The Law in Canada
By: Lisa Thomson
Radiocommunication jamming devices, more commonly referred to as “jammers,” have been a topic in recent news. Numerous cases have been reported of frustrated citizens purchasing jammers in an attempt to minimize the disruptive cell phone chatter that has become the norm in places such as movie theatres, classrooms and public transit. While some may praise these people for the ingenious solution to a seemingly never ending issue, the reality is that jammers are prohibited in Canada. Cell phone jammers carry the potential to significantly impede the public’s rights to communicate, as well as the potential for great harm should they ever interfere with emergency responders’ communication devices. In the case of an emergency, the use of a cell phone jammer can cause a delay in emergency care being provided. Many might argue that they should have the right to do as they please on their own property. Others may also feel that the use of a cell phone jammer in public places such as a movie theatre or classroom should be permitted as a means to regulate the overuse of cell phones and the disruptions they may cause. Regardless of any opposing opinion, the fact remains that it is illegal not only to use a jammer in any manner, it is also illegal to simply possess it. This issue is relatively unrepresented in Canadian court cases and this can mean that the courts can create new means of dealing with this issue should it become a more common occurrence.

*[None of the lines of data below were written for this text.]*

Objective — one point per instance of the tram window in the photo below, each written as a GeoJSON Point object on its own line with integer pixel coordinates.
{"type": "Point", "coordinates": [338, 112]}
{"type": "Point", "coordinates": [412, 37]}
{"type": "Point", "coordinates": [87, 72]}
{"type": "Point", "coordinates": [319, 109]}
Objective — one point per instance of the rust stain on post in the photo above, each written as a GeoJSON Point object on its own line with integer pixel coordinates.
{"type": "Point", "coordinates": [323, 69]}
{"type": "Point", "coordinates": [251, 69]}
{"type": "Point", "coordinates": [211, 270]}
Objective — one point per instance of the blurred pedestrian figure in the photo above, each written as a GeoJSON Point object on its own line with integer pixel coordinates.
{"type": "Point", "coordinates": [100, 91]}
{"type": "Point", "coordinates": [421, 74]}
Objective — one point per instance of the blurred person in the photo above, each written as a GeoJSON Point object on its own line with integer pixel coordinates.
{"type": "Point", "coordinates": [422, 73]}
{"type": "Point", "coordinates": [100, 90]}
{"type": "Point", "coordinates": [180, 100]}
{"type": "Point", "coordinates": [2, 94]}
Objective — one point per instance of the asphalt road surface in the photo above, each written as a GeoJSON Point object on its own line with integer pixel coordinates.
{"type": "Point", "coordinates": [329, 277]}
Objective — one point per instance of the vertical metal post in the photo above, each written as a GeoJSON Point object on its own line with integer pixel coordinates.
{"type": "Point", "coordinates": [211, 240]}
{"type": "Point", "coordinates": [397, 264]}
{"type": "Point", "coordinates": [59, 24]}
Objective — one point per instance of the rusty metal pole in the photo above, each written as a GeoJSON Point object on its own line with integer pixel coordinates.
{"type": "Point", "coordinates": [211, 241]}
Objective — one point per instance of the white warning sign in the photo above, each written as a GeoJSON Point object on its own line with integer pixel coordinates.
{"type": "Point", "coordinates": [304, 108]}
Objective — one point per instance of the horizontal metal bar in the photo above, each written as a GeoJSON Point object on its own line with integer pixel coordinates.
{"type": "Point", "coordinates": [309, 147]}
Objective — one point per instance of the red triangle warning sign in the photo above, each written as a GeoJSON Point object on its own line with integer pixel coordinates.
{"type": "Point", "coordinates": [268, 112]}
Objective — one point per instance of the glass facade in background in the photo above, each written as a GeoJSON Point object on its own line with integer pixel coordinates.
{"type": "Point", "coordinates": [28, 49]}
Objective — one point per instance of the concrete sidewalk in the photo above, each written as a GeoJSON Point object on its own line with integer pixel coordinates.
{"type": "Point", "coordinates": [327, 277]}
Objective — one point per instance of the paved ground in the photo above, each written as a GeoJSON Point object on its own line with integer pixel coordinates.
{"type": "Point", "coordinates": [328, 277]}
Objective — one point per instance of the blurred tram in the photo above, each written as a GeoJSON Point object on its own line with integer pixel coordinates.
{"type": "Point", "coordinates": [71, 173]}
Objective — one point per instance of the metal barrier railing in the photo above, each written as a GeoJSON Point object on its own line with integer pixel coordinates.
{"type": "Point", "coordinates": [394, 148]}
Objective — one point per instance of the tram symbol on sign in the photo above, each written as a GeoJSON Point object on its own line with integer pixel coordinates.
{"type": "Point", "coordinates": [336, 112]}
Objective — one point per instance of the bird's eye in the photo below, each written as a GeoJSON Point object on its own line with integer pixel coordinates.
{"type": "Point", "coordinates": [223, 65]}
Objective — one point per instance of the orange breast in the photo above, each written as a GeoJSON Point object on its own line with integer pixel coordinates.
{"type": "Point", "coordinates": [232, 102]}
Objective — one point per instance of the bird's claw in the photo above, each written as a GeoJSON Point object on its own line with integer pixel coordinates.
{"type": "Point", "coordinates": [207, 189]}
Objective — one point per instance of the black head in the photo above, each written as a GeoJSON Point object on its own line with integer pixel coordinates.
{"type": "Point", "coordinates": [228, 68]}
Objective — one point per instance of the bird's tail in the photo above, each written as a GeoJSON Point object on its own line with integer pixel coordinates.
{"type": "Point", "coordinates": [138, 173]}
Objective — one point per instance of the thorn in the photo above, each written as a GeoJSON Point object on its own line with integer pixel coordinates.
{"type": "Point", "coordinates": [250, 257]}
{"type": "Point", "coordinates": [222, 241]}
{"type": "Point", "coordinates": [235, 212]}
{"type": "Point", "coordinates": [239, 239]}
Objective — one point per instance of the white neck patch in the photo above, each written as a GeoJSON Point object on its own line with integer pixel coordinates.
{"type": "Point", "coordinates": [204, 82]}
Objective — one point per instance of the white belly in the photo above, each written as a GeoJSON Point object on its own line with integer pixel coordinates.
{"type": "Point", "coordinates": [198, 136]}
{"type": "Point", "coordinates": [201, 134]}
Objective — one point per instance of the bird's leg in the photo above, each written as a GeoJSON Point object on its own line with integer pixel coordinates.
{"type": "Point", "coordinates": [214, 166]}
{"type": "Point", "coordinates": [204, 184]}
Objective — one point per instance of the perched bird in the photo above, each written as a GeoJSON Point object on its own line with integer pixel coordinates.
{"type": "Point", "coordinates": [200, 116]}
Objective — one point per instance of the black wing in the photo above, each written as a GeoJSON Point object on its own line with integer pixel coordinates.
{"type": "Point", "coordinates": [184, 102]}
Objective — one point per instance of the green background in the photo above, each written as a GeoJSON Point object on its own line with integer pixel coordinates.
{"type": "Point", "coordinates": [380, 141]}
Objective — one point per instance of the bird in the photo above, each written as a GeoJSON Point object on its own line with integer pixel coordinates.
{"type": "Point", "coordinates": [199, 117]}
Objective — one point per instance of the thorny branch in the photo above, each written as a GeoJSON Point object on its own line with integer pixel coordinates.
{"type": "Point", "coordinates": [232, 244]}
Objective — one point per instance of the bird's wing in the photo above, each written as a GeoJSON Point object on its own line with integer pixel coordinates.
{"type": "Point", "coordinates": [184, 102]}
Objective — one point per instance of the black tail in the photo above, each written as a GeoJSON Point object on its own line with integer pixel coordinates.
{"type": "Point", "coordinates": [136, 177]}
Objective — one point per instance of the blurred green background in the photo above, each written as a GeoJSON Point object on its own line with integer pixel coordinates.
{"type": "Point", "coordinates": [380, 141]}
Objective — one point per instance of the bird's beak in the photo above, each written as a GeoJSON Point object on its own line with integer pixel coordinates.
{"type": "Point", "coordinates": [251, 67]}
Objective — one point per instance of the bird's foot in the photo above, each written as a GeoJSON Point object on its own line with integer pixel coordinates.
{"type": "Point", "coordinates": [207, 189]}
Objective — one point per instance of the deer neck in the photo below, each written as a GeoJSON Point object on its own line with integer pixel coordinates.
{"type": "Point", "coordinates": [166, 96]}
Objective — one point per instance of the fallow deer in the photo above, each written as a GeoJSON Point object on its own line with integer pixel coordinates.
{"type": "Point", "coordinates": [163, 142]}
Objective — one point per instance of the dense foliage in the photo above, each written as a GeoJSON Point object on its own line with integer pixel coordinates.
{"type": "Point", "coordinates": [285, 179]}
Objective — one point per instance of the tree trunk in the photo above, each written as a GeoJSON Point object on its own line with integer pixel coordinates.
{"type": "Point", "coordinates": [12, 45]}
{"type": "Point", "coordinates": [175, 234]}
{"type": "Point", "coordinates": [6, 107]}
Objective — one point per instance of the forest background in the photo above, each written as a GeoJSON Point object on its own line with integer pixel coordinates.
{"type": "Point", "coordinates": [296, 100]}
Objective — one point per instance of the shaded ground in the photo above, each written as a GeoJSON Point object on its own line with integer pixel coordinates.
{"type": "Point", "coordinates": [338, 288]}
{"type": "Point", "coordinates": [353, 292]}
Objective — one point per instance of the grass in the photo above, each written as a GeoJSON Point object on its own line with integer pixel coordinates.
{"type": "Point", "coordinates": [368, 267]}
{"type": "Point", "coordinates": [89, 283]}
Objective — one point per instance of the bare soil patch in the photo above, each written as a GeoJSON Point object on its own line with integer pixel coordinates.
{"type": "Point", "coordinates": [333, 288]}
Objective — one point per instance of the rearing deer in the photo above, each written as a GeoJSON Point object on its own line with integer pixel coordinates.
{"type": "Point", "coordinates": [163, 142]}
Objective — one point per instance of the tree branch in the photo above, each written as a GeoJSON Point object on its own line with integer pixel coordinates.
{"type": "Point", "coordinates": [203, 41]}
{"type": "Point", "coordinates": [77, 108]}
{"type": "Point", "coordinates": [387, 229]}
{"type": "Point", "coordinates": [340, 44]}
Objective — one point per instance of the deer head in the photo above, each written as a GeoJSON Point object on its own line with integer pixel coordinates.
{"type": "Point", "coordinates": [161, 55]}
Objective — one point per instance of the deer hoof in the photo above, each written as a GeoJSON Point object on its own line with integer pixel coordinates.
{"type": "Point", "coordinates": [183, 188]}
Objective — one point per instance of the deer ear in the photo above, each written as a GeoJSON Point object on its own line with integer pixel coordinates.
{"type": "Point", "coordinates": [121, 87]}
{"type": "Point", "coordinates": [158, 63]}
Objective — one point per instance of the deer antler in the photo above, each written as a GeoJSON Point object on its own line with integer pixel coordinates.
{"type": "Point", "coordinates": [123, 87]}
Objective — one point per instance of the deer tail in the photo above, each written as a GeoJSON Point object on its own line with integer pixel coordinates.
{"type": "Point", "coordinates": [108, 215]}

According to the Radiocommunication Act, it is prohibited to import, manufacture, distribute, offer for sale, sell, possess or use a jamming device. This offence carries with it a fine of up to $5,000 and/or imprisonment not exceeding one year for an individual and corporations could face a fine of up to $25,000.
The Criminal Code of Canada also prohibits the use of jammers, as set out in s. 430 and
- 430(1.1). Someone found to be using a jammer can be charged with Mischief or Mischief to Data. This charge carries a potential penalty that ranges from 2 years to life if it can be proven that actual danger to life occurred.
There are several other potential sections of the Criminal Code that this offence may be interpreted to fall within if the circumstances of the case were appropriate. Therefore, until any legislation to the contrary is enacted, jammers are prohibited in Canada.